There's a very solid core here though - this is not the quickfire cash-in or licensed-after-the-fact awkwardness it could have been, given its origins. It really does feel like a Homeworld game, despite the transition from a galactic scale to a terrestrial one. I fear the relative lack of variety handicaps its potential to be a multiplayer hit and thus enjoy the sort of lifespan that the Homeworlds did/do, but as a singleplayer offering it's substantial and satisfying, so long as you can put up with some AI wobbles and a certain amount of going through the motions. As for its part in Homeworld lore, well, there's a lot for fans to pick over/yell about, but if you're into spaceships-as-mythology you should get something out of it.

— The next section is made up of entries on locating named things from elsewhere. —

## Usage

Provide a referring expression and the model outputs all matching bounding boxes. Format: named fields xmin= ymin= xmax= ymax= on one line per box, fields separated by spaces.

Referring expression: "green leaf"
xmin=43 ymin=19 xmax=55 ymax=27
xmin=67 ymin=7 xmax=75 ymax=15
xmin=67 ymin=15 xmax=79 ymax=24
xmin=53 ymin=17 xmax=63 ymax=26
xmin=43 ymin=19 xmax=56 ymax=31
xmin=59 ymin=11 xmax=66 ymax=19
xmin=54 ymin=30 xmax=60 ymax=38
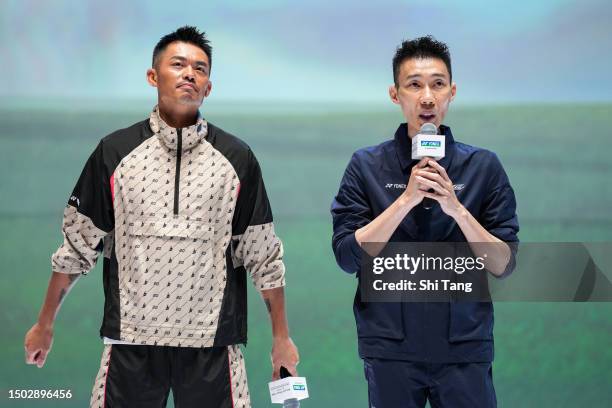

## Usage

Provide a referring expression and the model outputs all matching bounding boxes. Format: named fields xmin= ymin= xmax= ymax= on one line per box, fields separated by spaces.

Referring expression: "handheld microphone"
xmin=268 ymin=366 xmax=308 ymax=408
xmin=412 ymin=123 xmax=446 ymax=210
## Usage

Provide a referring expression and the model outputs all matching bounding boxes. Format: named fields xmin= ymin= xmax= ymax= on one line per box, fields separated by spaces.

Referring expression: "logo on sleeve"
xmin=70 ymin=196 xmax=81 ymax=207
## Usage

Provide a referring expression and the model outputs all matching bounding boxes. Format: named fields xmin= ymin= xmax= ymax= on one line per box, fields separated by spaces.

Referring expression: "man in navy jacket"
xmin=331 ymin=36 xmax=519 ymax=408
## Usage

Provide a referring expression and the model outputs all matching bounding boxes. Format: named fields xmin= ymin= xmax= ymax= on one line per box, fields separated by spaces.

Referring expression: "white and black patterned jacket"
xmin=52 ymin=107 xmax=285 ymax=347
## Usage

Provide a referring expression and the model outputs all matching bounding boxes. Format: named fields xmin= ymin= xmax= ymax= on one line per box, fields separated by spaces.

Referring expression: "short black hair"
xmin=151 ymin=26 xmax=212 ymax=71
xmin=393 ymin=35 xmax=453 ymax=86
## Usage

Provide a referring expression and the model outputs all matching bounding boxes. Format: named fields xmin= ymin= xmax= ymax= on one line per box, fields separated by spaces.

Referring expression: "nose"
xmin=420 ymin=86 xmax=436 ymax=108
xmin=183 ymin=64 xmax=195 ymax=82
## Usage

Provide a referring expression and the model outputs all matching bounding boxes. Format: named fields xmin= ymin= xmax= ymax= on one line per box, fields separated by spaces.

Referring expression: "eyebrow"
xmin=404 ymin=72 xmax=446 ymax=81
xmin=170 ymin=55 xmax=208 ymax=67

In terms of being an RTS you can play even if you've never been anywhere near a Homeworld, yep, it is. Some of the major cutscenes won't mean as much, but then again they're so dry that I'm not sure they'd connect even were they about a brand new universe, and in any case you don't need any of that to justify or explain war machines fighting in the desert, which is what this game really is. And it's damn good at it.

Deserts of Kharak does manage to be standalone as well as prequel to an old series, and if you're tired of the twitchy frenzy which grips so many latter-day RTSes, Kharak is a smart and beautiful destination whether or not you still dream of Hiigara. It might be set on land, but by recent RTS standards it's nonetheless reaching for the stars.

Homeworld: Deserts Of Kharak is out now for Windows via Steam and Humble.